Combine a drawl (or accent, twang…) with a colloquialism (or down-home phrase) and it is undeniable that conversations of the South have a distinct flair.  This communication skill isn’t so much taught as absorbed as a child in the South. Much of that Southern-Speak I grew up with still comes easily to my tongue today, though I may get funny looks when I say them.  But in my defense, some Southern Sayings sound a whole lot like Scriptural principles from God’s Word.

~ “No, Sir” or “Yes, Ma’am”   (As in Yes, Ma’am, I would love some more biscuits and gravy.) 
This non-negotiable in southern etiquette is the appropriate response to just about anyone, and in particular, to those older than yourself. A principle of respect for your elders can also be found in Leviticus 19:32, which says, “Rise in the presence of the aged, show respect for the elderly…”  Now come on,  that is just nice!

~Oh, honey, bless your heart!   Down south, when we find we have to say something a bit harsh, adding a “bless your heart” can soften the sting.  (As in, Bless your heart, you really need to work on your anger issues/manners/eyebrows/etc….)   I am reminded that Scripture says  “speaking the truth in love” is the perfect way to communicate.  (Ephesians 4:15)   Unfortunately, this one gets abused, but when the heart is in the right place it all works out just fine.

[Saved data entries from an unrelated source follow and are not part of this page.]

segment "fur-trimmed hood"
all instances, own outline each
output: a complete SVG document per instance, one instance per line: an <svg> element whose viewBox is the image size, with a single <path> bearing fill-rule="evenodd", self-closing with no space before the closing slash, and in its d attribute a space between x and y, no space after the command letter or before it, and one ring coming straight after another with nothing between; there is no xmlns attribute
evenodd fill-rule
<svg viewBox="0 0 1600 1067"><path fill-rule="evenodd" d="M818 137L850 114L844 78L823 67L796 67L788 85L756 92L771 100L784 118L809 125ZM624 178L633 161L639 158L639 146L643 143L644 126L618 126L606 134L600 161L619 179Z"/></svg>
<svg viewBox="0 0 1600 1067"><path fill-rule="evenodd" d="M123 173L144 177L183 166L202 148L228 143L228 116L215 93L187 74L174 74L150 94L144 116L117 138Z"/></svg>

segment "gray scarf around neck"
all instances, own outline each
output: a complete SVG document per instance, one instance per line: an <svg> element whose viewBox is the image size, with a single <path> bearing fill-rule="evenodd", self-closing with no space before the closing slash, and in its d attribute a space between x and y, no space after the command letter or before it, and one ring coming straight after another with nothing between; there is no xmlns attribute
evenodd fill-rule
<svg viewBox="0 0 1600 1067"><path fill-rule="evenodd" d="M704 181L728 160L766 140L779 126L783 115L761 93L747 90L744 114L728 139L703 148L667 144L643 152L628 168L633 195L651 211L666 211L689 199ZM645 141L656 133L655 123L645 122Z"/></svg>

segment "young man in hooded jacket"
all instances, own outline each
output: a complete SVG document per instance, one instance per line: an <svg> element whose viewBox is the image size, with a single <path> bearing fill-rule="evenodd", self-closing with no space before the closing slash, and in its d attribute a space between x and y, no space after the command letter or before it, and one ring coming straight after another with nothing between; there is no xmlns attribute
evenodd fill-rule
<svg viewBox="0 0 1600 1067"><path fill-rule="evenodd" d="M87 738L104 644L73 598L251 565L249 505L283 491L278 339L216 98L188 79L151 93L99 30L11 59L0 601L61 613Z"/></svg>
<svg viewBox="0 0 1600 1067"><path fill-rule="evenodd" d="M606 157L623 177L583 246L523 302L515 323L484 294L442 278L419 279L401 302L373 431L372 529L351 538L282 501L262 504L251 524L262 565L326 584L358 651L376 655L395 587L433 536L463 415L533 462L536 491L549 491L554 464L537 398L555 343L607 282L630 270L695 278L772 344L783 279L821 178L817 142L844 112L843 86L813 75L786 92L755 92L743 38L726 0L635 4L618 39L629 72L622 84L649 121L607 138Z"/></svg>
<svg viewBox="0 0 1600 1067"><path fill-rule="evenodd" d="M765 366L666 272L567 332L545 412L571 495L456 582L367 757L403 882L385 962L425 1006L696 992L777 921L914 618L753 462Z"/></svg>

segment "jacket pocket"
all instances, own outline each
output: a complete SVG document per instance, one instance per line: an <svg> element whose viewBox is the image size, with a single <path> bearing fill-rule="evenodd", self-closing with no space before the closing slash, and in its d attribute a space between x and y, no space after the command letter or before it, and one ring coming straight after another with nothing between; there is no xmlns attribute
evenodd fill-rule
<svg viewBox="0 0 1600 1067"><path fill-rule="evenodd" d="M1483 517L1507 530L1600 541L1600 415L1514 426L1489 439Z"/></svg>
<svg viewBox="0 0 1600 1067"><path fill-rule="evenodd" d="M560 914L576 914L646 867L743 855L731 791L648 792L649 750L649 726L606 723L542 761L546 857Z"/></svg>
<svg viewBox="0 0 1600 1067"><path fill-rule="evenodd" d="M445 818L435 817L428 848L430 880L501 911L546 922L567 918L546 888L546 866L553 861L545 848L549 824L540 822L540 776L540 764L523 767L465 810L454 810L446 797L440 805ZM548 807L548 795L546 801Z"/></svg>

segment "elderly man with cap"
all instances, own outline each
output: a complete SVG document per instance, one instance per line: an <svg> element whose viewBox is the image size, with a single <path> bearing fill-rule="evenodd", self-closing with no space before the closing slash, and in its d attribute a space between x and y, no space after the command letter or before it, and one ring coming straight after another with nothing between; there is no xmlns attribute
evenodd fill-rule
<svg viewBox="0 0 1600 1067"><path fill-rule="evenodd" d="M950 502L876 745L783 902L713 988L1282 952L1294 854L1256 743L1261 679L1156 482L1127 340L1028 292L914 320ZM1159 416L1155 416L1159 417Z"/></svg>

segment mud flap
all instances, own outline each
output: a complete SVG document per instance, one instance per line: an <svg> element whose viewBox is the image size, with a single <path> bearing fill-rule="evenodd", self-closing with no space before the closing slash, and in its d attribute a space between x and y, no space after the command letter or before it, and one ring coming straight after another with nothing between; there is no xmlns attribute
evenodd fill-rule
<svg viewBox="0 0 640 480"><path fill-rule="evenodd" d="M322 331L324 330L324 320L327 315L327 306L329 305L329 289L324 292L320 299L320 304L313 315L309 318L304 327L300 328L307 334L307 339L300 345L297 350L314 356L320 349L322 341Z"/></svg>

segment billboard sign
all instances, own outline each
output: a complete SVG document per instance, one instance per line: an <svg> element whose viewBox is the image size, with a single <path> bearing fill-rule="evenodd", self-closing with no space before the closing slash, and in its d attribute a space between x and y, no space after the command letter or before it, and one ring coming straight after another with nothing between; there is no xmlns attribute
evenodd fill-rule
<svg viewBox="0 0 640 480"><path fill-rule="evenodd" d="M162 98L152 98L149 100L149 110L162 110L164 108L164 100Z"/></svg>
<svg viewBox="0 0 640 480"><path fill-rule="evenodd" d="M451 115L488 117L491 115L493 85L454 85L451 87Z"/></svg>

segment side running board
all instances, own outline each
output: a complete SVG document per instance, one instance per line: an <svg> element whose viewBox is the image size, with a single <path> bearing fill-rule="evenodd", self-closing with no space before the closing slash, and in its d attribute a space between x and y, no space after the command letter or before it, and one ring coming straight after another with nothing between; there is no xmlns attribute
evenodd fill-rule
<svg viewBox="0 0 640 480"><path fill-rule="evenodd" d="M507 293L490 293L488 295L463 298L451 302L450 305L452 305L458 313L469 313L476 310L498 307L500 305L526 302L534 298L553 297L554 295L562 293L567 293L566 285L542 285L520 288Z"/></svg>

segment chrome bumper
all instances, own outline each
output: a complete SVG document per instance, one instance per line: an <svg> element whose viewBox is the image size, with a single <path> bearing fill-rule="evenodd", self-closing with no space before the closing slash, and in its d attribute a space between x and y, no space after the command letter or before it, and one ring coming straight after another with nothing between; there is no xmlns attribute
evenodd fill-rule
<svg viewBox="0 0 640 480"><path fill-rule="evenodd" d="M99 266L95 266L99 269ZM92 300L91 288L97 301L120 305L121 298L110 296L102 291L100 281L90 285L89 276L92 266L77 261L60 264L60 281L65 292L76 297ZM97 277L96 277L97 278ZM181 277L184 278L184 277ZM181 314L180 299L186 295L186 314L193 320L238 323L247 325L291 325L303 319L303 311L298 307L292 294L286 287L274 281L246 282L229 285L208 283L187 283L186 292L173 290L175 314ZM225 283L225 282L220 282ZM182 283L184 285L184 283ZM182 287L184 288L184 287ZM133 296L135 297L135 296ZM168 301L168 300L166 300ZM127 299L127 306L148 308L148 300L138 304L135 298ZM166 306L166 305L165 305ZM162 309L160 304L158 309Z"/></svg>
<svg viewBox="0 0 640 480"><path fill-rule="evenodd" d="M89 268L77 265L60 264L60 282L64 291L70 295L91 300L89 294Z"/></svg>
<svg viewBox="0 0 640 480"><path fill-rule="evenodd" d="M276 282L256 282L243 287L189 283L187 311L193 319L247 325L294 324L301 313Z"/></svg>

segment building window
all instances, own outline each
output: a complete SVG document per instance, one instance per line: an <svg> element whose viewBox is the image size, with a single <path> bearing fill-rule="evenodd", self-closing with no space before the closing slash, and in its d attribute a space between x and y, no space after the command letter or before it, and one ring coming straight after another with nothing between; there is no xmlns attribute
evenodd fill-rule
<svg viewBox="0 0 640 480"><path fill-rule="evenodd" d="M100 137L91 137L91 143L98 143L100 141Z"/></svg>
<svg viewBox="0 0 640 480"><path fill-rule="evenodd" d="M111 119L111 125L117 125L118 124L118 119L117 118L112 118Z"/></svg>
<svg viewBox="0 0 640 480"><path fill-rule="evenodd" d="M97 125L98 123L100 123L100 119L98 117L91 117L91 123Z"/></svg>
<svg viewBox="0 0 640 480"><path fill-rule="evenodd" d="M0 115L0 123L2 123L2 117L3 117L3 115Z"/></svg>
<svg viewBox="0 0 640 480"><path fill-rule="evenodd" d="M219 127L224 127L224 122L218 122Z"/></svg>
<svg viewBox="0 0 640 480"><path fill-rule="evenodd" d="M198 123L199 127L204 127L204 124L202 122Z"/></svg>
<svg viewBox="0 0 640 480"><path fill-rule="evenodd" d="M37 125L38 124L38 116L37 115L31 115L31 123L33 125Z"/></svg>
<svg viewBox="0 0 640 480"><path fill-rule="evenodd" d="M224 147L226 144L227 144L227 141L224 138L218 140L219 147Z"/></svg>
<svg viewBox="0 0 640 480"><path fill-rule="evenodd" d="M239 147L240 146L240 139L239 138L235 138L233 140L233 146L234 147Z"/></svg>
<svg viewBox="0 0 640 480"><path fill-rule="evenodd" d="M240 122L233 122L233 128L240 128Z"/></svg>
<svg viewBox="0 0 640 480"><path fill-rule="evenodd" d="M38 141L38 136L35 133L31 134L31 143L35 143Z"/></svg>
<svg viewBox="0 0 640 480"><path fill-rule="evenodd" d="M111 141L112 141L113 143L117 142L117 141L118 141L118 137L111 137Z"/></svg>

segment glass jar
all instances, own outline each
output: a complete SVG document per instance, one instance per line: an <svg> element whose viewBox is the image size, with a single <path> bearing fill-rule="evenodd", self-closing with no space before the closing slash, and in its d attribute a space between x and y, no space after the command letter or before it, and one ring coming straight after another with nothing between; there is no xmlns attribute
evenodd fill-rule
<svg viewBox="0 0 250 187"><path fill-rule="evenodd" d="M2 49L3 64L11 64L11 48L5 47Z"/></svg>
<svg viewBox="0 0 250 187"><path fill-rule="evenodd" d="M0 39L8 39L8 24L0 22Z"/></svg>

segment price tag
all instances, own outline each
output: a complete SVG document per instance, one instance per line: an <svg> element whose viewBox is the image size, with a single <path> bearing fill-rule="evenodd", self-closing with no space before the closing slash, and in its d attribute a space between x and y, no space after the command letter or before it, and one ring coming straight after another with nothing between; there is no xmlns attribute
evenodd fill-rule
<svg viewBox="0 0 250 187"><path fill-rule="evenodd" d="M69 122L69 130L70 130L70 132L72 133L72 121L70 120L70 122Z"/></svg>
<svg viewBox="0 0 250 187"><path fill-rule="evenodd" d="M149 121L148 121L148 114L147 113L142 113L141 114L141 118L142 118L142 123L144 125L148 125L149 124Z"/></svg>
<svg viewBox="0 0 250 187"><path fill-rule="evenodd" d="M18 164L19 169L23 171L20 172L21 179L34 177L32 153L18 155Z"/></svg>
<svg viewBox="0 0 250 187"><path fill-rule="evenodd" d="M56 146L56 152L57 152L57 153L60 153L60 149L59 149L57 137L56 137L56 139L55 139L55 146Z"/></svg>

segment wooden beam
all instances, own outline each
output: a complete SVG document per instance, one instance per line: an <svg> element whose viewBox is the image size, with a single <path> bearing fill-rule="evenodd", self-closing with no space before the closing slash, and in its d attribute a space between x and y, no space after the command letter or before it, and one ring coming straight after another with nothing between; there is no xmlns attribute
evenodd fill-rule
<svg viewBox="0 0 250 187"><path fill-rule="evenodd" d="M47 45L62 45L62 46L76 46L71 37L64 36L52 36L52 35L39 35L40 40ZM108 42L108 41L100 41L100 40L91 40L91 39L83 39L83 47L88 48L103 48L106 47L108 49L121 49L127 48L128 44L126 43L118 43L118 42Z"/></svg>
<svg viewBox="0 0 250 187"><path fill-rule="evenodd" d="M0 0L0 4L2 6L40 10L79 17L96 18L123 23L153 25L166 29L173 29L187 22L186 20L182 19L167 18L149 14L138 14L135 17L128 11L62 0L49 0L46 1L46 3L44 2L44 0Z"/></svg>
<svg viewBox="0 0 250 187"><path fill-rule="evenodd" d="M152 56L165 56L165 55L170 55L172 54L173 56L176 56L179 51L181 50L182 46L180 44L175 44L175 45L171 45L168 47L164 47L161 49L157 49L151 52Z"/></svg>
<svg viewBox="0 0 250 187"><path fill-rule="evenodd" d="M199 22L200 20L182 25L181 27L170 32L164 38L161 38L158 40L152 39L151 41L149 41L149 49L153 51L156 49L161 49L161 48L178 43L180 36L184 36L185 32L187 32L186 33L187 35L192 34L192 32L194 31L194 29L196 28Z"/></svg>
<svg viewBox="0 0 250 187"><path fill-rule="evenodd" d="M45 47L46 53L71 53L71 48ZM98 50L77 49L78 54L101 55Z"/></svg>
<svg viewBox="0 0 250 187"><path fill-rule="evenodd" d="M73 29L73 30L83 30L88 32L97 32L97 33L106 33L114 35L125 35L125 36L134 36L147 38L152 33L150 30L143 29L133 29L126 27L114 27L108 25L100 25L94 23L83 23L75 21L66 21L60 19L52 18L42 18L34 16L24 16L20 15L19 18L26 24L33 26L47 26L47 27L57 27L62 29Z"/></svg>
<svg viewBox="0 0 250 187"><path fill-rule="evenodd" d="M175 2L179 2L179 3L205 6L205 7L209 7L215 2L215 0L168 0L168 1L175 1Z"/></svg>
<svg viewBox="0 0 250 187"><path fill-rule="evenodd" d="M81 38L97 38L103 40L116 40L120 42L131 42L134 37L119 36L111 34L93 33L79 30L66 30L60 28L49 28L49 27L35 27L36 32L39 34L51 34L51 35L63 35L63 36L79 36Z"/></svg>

~Sweetie, it is time to fish or cut bait.  This makes me think of the passage in James 1:22, “Do not merely listen to the word… Do what it says.”  Sometimes we need this kind of straight talk in our lives.  I know I do!

~Now don’t go off half-cocked.  Sounds a lot like Proverbs 14:8, “The wisdom of the prudent is to give thought to their ways…”  It is never a bad idea to take a moment and think before you speak or act and a good friend will remind us of that when we are in danger of going off half-cocked.

Southern etiquette is all about outward display of a pleasing attitude towards others, but God takes it deeper.  He wants my words and my thoughts to be pleasing in His sight.  My southern roots gave me a boost in the right direction with this concept of watching my mouth, and though I am still a work in progress when it comes to pleasing Him perfectly in this arena, He is more than patient with me.